Das Ende des Solidaritätszuschlags ist so überfällig wie solide Haushaltsführung

Im Finanzministerium wird tatsächlich überlegt, 2019 den Solidaritätszuschlag abzuschaffen. Schön – könnte der steuer- und abgabengeplagte Bürger meinen, so 30 Jahre nach dem Mauerfall und nach 29 Jahren deutscher Einheit. Vielleicht bleibt sogar etwas mehr Netto vom Brutto in der eigenen Brieftasche. Das wird ja allenthalben von Politikern versprochen. Doch zum Äußersten wird es wohl nicht kommen.

Denn erstens soll der Soli, eine Ergänzungsabgabe von derzeit 5,5 Prozent auf die Einkommens-, Kapitalertrags- und Körperschaftssteuerschuld, durch eine Erhöhung der Einkommens-, Kapitalertrags- und Körperschaftssteuerschuld ausgeglichen werden. Alles klar? Der Unterschied liegt darin, dass die Ergänzungsabgabe allein in die Taschen des Bundes fließt, bei einer normalen Erhöhung der genannten drei Gemeinschaftssteuern auch Ländern und Kommunen ein Anteil zusteht. Aus Abgabe wird eine Steuer fix, für den Steuerzahler ändert sich – nix.

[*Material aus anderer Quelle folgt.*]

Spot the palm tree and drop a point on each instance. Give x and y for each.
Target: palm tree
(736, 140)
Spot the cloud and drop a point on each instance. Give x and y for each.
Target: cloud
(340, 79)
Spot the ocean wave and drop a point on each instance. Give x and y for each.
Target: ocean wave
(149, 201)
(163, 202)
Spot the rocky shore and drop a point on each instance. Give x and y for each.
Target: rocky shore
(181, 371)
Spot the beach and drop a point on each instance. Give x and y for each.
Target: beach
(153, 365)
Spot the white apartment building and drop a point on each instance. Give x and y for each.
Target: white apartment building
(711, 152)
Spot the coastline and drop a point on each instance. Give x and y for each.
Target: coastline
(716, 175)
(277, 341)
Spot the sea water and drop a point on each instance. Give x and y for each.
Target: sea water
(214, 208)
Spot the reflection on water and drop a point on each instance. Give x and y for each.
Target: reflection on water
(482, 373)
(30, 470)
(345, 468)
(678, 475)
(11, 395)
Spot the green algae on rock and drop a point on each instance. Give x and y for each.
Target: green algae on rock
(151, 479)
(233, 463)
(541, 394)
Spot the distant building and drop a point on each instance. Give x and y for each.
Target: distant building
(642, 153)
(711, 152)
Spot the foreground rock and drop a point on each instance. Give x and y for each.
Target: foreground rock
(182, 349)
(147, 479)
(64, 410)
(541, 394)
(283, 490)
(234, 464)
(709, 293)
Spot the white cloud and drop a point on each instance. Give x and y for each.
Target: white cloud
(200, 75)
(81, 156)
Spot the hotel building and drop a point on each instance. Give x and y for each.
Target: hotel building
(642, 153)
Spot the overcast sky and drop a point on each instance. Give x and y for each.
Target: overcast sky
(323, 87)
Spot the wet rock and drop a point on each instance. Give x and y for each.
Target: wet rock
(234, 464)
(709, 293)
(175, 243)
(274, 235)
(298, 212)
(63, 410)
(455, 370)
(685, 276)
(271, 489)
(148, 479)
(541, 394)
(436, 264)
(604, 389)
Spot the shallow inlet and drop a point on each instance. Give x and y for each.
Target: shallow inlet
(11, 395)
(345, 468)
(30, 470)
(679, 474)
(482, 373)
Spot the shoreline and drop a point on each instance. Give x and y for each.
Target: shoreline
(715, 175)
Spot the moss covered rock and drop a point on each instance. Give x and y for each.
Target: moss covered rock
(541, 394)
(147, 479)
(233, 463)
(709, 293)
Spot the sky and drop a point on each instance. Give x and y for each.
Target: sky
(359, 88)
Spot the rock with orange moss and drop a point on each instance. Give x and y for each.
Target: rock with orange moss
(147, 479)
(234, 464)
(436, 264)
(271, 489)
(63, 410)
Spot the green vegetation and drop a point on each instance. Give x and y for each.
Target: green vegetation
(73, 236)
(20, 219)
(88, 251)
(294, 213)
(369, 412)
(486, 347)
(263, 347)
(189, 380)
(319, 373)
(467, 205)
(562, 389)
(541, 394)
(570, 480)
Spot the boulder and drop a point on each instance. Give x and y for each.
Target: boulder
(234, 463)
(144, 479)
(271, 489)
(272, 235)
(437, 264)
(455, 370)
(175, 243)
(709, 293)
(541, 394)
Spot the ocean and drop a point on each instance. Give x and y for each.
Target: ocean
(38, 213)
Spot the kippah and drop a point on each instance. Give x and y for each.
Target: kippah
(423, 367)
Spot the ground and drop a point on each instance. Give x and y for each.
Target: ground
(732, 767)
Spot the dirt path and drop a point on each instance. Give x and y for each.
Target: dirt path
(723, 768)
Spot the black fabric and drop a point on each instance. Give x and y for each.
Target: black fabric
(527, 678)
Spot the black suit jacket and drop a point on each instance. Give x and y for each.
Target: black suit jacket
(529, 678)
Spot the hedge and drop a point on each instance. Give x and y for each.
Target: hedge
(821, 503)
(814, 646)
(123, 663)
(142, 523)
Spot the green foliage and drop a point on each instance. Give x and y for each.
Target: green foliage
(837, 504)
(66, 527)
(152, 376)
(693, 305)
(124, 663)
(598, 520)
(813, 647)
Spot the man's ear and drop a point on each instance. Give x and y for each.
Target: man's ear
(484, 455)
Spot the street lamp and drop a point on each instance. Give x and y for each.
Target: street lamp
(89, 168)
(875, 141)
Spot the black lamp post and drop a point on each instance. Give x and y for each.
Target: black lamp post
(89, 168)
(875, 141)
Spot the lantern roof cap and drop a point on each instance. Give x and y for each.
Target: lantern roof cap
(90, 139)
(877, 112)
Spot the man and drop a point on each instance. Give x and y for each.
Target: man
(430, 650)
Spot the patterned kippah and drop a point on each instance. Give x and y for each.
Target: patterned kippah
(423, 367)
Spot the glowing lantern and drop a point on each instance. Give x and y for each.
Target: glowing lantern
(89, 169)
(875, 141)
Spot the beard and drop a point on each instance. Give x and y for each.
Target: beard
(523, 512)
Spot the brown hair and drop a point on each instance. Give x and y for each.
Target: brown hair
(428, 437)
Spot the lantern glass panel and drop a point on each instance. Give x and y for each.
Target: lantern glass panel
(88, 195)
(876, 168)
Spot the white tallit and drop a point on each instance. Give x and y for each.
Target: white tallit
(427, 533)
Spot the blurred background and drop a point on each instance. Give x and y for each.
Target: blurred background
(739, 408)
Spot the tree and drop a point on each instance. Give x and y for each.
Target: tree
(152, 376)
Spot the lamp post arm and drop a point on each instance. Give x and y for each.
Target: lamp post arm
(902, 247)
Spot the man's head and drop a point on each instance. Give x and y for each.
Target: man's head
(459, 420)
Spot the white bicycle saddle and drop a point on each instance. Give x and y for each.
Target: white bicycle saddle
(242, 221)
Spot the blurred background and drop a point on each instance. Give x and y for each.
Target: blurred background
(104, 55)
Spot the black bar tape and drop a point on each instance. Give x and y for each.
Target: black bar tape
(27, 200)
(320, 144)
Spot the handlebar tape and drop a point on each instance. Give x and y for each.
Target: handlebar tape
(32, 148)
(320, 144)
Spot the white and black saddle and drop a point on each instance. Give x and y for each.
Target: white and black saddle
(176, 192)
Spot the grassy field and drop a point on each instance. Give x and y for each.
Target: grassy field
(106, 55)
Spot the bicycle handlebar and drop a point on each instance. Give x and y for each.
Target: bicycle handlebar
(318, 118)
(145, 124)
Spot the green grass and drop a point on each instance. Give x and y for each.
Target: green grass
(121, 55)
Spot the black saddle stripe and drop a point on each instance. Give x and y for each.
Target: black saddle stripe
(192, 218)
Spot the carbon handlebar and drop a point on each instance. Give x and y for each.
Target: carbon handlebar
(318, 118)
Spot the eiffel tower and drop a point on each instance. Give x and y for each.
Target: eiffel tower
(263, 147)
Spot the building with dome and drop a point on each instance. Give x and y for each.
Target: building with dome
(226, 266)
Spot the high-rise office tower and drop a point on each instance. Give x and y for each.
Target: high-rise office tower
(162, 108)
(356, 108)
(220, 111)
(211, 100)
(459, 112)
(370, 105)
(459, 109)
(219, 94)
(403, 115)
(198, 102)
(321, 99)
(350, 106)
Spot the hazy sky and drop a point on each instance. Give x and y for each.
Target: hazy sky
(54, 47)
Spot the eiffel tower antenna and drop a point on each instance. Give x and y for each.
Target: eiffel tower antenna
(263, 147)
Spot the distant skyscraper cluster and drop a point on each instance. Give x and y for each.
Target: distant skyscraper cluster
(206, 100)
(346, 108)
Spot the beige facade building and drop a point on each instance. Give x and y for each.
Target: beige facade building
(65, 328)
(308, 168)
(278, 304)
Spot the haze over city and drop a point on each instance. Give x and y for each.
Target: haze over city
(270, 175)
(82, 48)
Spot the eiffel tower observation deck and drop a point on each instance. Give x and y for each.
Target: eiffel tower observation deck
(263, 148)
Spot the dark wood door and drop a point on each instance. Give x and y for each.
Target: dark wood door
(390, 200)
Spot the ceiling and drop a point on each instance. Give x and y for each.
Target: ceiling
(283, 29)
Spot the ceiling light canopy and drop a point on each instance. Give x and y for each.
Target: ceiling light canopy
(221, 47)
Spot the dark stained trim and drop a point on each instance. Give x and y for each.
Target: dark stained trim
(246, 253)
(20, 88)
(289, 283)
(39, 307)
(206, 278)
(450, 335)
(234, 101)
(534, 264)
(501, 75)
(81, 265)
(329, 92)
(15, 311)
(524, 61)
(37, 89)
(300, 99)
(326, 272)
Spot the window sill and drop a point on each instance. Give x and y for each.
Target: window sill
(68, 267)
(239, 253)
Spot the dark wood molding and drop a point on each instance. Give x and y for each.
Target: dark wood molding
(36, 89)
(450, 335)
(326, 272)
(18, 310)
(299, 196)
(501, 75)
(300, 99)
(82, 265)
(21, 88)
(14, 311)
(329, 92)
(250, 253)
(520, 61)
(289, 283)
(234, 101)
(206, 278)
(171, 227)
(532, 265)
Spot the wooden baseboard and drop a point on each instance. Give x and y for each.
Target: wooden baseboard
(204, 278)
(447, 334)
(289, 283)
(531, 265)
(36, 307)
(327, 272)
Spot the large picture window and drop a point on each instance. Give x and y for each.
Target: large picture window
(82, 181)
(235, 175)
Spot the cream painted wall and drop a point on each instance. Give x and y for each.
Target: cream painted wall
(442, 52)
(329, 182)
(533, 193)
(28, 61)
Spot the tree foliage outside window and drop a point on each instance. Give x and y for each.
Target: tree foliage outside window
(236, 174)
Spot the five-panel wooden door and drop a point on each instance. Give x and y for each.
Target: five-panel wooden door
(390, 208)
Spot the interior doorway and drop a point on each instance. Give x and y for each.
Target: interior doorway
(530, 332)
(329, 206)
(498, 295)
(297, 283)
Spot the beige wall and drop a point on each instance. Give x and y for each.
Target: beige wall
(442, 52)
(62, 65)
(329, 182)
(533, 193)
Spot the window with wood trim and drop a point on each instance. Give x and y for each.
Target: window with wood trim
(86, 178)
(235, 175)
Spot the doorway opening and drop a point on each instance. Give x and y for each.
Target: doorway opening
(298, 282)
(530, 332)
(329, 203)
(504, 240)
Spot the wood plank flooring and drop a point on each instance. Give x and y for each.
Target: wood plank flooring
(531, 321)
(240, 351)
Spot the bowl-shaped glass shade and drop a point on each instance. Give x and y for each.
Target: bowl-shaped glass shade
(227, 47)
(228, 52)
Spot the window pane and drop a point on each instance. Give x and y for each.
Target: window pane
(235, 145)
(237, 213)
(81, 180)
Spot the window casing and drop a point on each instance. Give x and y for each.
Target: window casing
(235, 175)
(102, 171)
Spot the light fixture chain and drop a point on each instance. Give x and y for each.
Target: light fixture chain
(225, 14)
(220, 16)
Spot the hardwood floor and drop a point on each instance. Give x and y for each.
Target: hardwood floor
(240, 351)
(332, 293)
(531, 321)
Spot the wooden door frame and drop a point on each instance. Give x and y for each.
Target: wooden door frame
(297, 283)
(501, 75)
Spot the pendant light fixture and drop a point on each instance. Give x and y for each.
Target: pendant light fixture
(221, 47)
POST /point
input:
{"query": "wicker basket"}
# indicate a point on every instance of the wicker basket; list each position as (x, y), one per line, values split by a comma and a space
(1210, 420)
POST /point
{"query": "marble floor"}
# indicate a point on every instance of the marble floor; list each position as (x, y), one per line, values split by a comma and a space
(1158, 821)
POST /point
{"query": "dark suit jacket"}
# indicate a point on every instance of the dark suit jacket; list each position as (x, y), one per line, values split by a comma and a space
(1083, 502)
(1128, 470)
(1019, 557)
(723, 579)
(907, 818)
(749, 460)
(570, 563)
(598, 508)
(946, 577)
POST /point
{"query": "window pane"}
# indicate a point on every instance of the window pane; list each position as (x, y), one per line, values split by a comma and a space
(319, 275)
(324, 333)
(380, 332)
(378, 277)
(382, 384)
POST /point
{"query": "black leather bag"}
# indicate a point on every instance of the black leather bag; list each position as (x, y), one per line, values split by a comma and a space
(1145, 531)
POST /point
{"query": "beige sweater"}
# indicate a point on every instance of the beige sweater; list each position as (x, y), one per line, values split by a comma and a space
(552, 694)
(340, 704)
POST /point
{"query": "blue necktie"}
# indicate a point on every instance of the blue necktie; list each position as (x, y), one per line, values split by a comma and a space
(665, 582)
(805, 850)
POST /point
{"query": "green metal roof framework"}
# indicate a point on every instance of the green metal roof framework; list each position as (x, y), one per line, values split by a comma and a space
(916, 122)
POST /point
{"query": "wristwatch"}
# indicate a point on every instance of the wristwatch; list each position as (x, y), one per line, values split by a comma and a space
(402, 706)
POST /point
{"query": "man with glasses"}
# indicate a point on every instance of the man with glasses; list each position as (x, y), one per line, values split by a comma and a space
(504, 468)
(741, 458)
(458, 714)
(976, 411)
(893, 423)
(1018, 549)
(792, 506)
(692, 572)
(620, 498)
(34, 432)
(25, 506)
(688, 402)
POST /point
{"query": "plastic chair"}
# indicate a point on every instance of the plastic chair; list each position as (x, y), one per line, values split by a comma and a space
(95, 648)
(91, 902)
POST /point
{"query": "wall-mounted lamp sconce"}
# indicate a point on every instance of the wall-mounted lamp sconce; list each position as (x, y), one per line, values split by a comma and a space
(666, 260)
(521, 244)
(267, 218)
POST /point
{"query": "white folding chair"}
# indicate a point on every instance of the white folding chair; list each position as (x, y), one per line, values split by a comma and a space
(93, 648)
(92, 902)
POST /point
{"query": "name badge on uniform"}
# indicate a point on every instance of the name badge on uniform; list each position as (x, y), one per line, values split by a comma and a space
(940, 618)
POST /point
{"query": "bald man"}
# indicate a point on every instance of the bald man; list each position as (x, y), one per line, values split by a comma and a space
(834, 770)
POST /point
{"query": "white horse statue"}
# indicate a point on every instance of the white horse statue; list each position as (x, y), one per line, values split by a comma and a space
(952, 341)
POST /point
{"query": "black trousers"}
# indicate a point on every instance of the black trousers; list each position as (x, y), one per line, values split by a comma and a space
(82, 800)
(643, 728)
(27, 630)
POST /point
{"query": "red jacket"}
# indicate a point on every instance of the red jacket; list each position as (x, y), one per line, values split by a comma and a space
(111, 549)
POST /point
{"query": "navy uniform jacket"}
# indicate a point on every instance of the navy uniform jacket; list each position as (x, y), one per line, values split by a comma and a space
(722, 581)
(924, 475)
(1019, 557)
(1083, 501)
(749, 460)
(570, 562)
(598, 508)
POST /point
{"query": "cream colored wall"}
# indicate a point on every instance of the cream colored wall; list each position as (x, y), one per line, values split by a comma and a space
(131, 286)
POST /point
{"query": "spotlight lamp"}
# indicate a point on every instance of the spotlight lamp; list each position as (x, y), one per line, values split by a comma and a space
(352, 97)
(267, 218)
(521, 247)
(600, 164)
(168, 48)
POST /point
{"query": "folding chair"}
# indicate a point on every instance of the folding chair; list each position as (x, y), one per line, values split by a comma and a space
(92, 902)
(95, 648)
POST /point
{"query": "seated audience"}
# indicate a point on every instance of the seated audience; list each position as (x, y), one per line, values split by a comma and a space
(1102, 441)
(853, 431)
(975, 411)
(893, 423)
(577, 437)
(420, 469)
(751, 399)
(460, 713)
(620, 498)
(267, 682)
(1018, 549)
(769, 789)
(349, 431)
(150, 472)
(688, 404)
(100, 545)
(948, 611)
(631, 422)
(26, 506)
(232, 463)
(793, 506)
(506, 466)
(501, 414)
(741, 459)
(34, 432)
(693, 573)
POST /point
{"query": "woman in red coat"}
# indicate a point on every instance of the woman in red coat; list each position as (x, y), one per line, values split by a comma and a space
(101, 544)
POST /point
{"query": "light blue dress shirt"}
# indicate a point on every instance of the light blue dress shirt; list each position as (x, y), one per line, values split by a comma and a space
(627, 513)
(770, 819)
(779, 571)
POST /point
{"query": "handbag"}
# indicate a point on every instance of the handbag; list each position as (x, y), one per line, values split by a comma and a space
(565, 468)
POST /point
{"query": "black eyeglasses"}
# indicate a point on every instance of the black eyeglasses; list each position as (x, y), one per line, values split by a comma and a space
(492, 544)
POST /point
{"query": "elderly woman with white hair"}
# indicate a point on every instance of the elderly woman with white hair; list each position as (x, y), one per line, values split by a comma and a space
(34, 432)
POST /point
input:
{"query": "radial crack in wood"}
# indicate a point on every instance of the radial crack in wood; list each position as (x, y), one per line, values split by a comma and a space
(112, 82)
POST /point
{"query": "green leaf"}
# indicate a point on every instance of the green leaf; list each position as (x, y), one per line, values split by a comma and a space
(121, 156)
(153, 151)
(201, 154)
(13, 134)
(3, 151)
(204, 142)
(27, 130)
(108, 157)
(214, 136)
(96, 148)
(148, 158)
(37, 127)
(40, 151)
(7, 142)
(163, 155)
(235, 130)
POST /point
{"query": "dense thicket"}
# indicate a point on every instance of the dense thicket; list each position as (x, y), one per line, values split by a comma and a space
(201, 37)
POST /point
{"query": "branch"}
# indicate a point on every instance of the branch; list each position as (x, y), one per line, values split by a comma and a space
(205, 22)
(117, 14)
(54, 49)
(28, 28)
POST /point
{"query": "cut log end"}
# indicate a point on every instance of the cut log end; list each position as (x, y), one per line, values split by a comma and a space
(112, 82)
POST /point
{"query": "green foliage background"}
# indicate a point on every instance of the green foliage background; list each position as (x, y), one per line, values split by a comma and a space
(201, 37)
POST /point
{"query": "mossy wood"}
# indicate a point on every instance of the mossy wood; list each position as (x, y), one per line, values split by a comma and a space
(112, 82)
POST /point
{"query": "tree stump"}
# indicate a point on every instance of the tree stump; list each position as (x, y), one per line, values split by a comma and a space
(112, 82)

Außer dass eine irreführende Bezeichnung endlich ihr Ende findet. Denn der Solidaritätszuschlag wurde seit seiner Einführung kurz nach der Wiedervereinigung in West und Ost gleichermaßen erhoben. Wer hat da mit wem Solidarität geübt? Und er fließt zweitens seit Langem in den allgemeinen Bundeshaushalt, ist also nicht zweckgebunden für irgendwelche Aufbauleistungen. Genau genommen hat allenfalls der Bundesfinanzminister Solidarität mit sich selbst geübt und seine Bilanzen verbessert. Tatsächlich steckt hinter der Debatte um den Soli eine viel größere Aufgabe: nämlich die Neuordnung der Finanzbeziehungen von Bund, Ländern und Kommunen nach dem Auslaufen des derzeitigen Finanzausgleichs und des Solidarpakts II zur Finanzierung der Einheit. Da geht es um jede Milliarde. Und natürlich fühlt sich im derzeitigen Stadium der Verhandlungen erst einmal jeder benachteiligt: der Bund, weil er nichts verlieren will; die finanzschwachen Länder, weil sie chronisch immer zu wenig Geld haben; und die finanzstarken wie Bayern, Baden-Württemberg, Hessen und wechselnd auch Hamburg, weil sie für die anderen zahlen sollen. Bayern und Hessen hatten im März 2013 sogar Klage gegen den Länderfinanzausgleich eingelegt. Von den jährlich 8,5 Milliarden Euro, die zwischen den Ländern verschoben werden, um bundesweit für gleiche Lebensverhältnisse zu sorgen, zahlten allein die Bayern im vergangenen Jahr 4,3 Milliarden. Größter Profiteur des Ausgleichs ist Berlin, das 2013 rund 3,3 Milliarden Euro aus dem Topf kassierte. Die Klage der Bayern scheint also verständlich. Und der Oberbayer Horst Seehofer hatte gleich auch noch einen neuen Vorschlag parat: einen „Zukunftsfonds zur Erfüllung zentraler Aufgaben“.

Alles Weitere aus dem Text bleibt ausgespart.